To the specific interrogatory, abovementioned, as having been put to him about the bonds, the defendant answered:

Page 88 U. S. 181

"I did after said sale send to the complainant the auctioneer's account of the sale, giving names of purchasers and prices for which the bonds sold, and afterwards, at the interview in Augusta, in 1858, I did state to the complainant, in substance but not in the precise words, that I made the sale at auction after duly advertising the same and that the sale was a good sale. I did not, to my recollection, use the words 'bona fide.' I then stated to the complainant the gross amount of the sale, and that it had been applied on the notes."

As to the notes. The defendant met the several allegations of the bill by direct denial, and averred that the corporation was hopelessly insolvent, and that all its property was mortgaged for more than it was worth, and that this fact was known to the complainant at the time the notes were placed in the defendant's hands, and that a suit was commenced against the corporation with a view of enforcing their collection from the stockholders, but was abandoned in consequence of a decision of the Supreme Court of the state of Maine, made in 1858, [Footnote 1] that the stockholders were not liable -- a decision which was subsequently, to-wit, in 1864, [Footnote 2] reversed in this Court, but which previously had been by many acted on as practically ending controversy.

In respect to both bonds and notes. The material allegations of the answer were sustained by the evidence, except that one in regard to the bonds, which alleged that an account of the sales, showing the prices obtained, and the names of the purchasers, was transmitted to the complainant. That rested on the interrogatory and the answer to it.

The evidence showed also that no demand had been made on Whitmore to account, until January 23, 1869, in which year, after the great depressions already mentioned in the answer to the price of the bonds, following the sale now in question, they suddenly rose in value.

The court below held:

As to the notes. That the insolvency of the company and the decision of the Supreme Court of Maine were a sufficient defense. It said:

Page 88 U. S. 182

"This decision was made in 1858, and was almost universally acquiesced in by the profession; hundreds of actions were decided in accordance with it, and it was not until December, 1864, that the decision was reversed by the Supreme Court of the United States. An attorney certainly cannot be chargeable with negligence when he accepts as a correct exposition of the law a solemn decision of the supreme court of the state."

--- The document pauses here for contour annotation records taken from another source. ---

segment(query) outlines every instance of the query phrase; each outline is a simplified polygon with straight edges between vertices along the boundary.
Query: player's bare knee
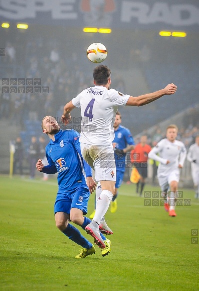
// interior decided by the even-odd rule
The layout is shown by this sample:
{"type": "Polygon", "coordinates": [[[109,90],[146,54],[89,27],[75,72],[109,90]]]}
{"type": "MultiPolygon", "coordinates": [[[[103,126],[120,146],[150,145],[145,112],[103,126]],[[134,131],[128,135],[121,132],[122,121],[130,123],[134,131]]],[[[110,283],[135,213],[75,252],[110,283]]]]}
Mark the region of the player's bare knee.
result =
{"type": "Polygon", "coordinates": [[[68,224],[68,220],[66,221],[64,219],[56,220],[56,226],[60,230],[62,230],[63,229],[65,229],[68,224]]]}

As to the bonds. That the answer to the specific interrogatory about the transmission of the account of sales &c., was responsive to the averments of the bill and to the specific interrogatory put, and was evidence in the respondent's behalf to prove that soon after the sale the complainant had full information as to the prices obtained, and as to the persons by whom the bonds were purchased; that this being so, the complaint was stale.

The court below therefore dismissed the bill. The complainant took this appeal.